\documentclass{article}
\usepackage{url}
\begin{document}
\title{Editorial, special issue, repeatable experiments in software engineering}
\author{Tim Menzies,\\
Lane Department of Computer Science and Electrical Engineering,\\
West Virginia University, WV, USA\\
\url{tim@menzies.us}}
\maketitle

Welcome to the special issue of Empirical Software Engineering 
on repeatable experiments in software engineering.  Earlier and
shorter versions of the papers presented here first appeared at the
PROMISE 2007 workshop in Minneapolis.  

The PROMISE project has been running for 4
years now and aims to create large libraries of repeatable experiments
in software engineering.
PROMISE is somewhat different to other workshops that deal with learning
from software data\footnote{e.g. the Mining Software Repositories
series co-located with ICSE (\url{http://www.msrconf.org/}) and the
new DEFECTS series co-located at ISSTA
(\url{http://pages.cpsc.ucalgary.ca/~zimmerth/defects-2008/}).} in
two ways. First, PROMISE emphasizes the  data mining approach to
generalization and, as such, is very concerned with the experimental
methods used to generate the results. Second, PROMISE is more
than just  a workshop series. The project actually has three parts:


\begin{enumerate}

\item The PROMISE repository \url{http://promisedata.org/?cat=11}:
Currently, the repository holds 76 data sets and is growing rapidly
(around 40\% more data sets each year). Where applicable, each data
set is linked to papers describing current best results from that
data (in many cases, those papers are PROMISE publications).  All
the data sets are stored in a content management system that allows
registered users to add comments to the data. In this way, the
community's experience with that data (tips, traps for beginners ,
etc) can be stored in a central web-accessible location.  

\item The
annual PROMISE conference: Each year, the PROMISE community  meets
to reflect on old results and examine new ones. Starting as a small
workshop in ICSE 2005, PROMISE has now become a conference and
PROMISE 2009 is a co-located event at ICSE 2009 (Vancouver, British
Columbia).  


\item Journal special issues: Each year, the authors
of the best PROMISE papers are invited to revise and extend their
papers, then submit them to a peer-reviewed journal.  


\end{enumerate}

This special issue contains four such papers. Each paper generalizes
some specific project experience to build general models.  The range
of models are quite diverse and the conclusions they draw from those
models are fascinating. 

For example, a
widely-held view in the software engineering community is that
module size is linear to defects; i.e. larger modules have more faults. According
to this view, it makes sense to inspect larger modules before exploring smaller
ones. In ``Theory of Relative Defect Proneness: Replicated Studies on the
Functional Form of the Size-Defect Relationship for Software Modules'', Koru et.al.
argues convincingly that this view is 100% wrong. In numerous data sets, they
find a power-law relationship between module size and defects where smaller
modules are proportionally more fault prone. Therefore, it is far more effective to focus verification
efforts on smaller modules before moving to the larger modules. In their paper,
Koru et.al. offers some speculations on why this power-law relationship holds
and in this editorial, I offer one more. Perhaps in this modern era of refactoring
and separation of concerns and auto-generated code, programmers must split
their ideas into tiny pieces all across the code base. Once divided in this way it
is hard to understand the interactions of all these tiny pieces.
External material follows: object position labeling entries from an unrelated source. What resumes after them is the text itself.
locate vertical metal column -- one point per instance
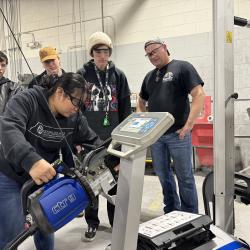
(223, 113)
(128, 202)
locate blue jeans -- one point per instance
(12, 218)
(169, 147)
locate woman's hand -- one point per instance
(41, 172)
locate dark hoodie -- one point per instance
(7, 90)
(28, 133)
(119, 106)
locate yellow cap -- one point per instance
(48, 53)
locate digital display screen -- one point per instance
(139, 125)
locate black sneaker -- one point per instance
(89, 234)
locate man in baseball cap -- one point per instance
(107, 104)
(51, 62)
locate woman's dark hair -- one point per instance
(69, 82)
(3, 57)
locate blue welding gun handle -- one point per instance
(20, 238)
(30, 186)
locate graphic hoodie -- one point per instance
(29, 132)
(117, 105)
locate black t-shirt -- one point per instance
(167, 89)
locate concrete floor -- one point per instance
(69, 237)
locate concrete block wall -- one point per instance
(185, 24)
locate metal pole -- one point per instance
(223, 11)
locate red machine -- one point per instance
(202, 135)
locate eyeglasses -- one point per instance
(76, 101)
(153, 52)
(99, 51)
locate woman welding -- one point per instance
(36, 124)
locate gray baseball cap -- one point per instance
(153, 41)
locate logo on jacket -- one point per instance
(48, 133)
(168, 77)
(40, 129)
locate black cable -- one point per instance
(21, 238)
(19, 47)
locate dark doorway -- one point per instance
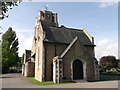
(51, 71)
(77, 70)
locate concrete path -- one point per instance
(19, 81)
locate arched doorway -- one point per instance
(77, 70)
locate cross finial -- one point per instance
(46, 7)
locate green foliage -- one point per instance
(9, 50)
(5, 6)
(115, 73)
(34, 81)
(108, 62)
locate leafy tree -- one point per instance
(5, 6)
(9, 49)
(108, 62)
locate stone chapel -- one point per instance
(59, 53)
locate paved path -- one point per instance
(19, 81)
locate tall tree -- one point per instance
(9, 49)
(5, 6)
(108, 62)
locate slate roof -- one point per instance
(65, 35)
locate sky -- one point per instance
(100, 19)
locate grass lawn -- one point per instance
(104, 79)
(34, 81)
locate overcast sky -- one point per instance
(100, 19)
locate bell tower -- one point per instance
(48, 18)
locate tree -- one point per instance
(108, 62)
(5, 6)
(9, 49)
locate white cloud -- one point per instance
(106, 47)
(107, 4)
(25, 37)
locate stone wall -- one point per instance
(49, 55)
(77, 51)
(29, 69)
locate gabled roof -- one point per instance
(65, 35)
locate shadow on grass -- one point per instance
(103, 79)
(34, 81)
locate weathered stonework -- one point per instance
(55, 51)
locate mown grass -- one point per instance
(34, 81)
(115, 73)
(104, 79)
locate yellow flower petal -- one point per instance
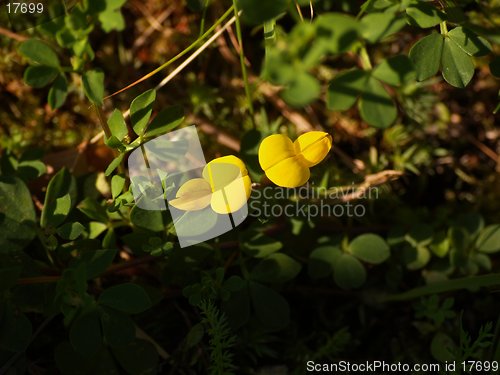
(193, 195)
(222, 171)
(275, 149)
(232, 197)
(290, 173)
(313, 147)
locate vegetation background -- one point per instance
(91, 284)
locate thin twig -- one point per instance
(12, 35)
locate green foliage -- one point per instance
(221, 339)
(94, 284)
(17, 215)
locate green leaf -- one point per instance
(138, 357)
(424, 15)
(472, 222)
(128, 298)
(376, 106)
(9, 276)
(15, 330)
(117, 125)
(70, 231)
(457, 66)
(257, 12)
(302, 90)
(259, 245)
(440, 245)
(237, 306)
(141, 110)
(420, 235)
(377, 26)
(345, 88)
(165, 121)
(470, 42)
(148, 219)
(416, 258)
(93, 86)
(443, 348)
(114, 142)
(112, 20)
(370, 248)
(93, 209)
(322, 261)
(117, 185)
(58, 199)
(195, 335)
(276, 268)
(489, 239)
(39, 53)
(17, 215)
(348, 272)
(58, 92)
(426, 55)
(85, 334)
(96, 228)
(118, 328)
(270, 307)
(114, 164)
(395, 70)
(495, 67)
(472, 283)
(340, 32)
(99, 262)
(40, 75)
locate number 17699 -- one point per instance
(24, 8)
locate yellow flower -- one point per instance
(225, 186)
(287, 163)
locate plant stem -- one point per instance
(104, 124)
(299, 11)
(242, 61)
(203, 17)
(178, 56)
(443, 28)
(365, 59)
Another widely-held view is that the best way to build defect
models is by data mining. According to this view, since human experts
do not understand all the nuances of their code, we must use automatic
data mining to reveal the land mines buried in our systems.  In
this view, the construction of defect model is a 3-step process:
\begin{enumerate}
\item
collecting domain knowledge (previous results, expert knowledge);
\item
building a skeleton of the model based on step 1 including as
yet unknown parameters; 
\item estimating the model parameters using
historical data.  \end{enumerate}
Any practitioner in this area will report that
step \#3  can be  extremely difficult: it often quite hard
to obtain reliable data of
the required granularity, or of the required volume with which we
could later generalize our conclusions.  In {\em  On the effectiveness
of early life cycle defect prediction with Bayesian Nets}, Fenton
et al. offer an alternative approach that avoids step \#3. Working
with domain experts, Fenton et al. built a causal model (Bayesian
net) for predicting the number of residual defects that are likely
to be found during independent testing or operational usage. Note
that this  approach supports step \#1 and \#2, but does not require step \#3.
In two respects, their results are most impressive. Firstly, their
Bayes nets makes very  accurate defect predictions (an $R^2$ of 0.93
between predicted and actual defects). Secondly, since their  method
does not require detailed domain knowledge it can be applied very
early in the process life cycle.


Yet another
widely-held view is that ``too many cooks spoil the broth''; i.e..
code units will be less fault-prone if they are written and maintained
by only a few, or even just one,  programmer. Another common belief is that a
developer who works for the first time on a file that has previously
been written or maintained by others is more likely to introduce
faults into the software than programmers who have prior experience
with the code. In {\em Do Too Many Cooks Spoil the Broth? Using the
Number of Developers to Enhance Defect Prediction Models}, Weyuker
\& Ostrand explored the value of adding development team size and
experience with specific code units to an existing defect prediction model.  They found this
information improved defect prediction, but only by a negligible
amount.


Our final paper is concerned with the assessment of models, once they are built.
There exists a large number of competing data mining methods for generating software defect models
and deciding which model is ``best'' is a non-trivial task.
In {\em Techniques for Evaluating Fault Prediction Models}, Jiang et al.
comment that the comparison of fault-prone models is a multi dimensional problem. Rarely will one model or the modeling
technique prove to be the ``best'' for all possible uses in software quality assessment.
Overall model classification performance is not the ultimate goal in itself.  Rather, optimizing the
project cost and maximizing the efficiency of software verification procedures typically tops the agenda.
This paper describes a methodological
generalization of cost sensitive numerical performance indices called ``cost curves''
that offer 
a succinct graphical comparison of model performance across a wide range of module
misclassification costs.

This special issue is the result of much work by a large group of people:
\begin{itemize}
\item First and foremost, I gratefully acknowledge  the dedication of the reviewers of these papers. These
reviewers were kind enough to review multiple versions of these papers,  and to do so in record time.
\item  Also, special thanks are due to my fellow members of the PROMISE steering committee:  Gary Boetticher (general chair), Tom Ostrand, and
Gunther Ruhe. 
\item Last but not least, this issue would not have been possible without the support of the team at the Empirical Software Engineering 
Journal: Lionel Briand was kind enough to support this issue and Racquel Anievas was exceptionally helpful during the review
and production process.
\end{itemize}

For more information on the PROMISE project, see \url{http://promisedata.org}. I hope that, soon, I will
read your papers at a forthcoming PROMISE conference; or that other researchers use the data you contribute to the
PROMISE repository.
\end{document}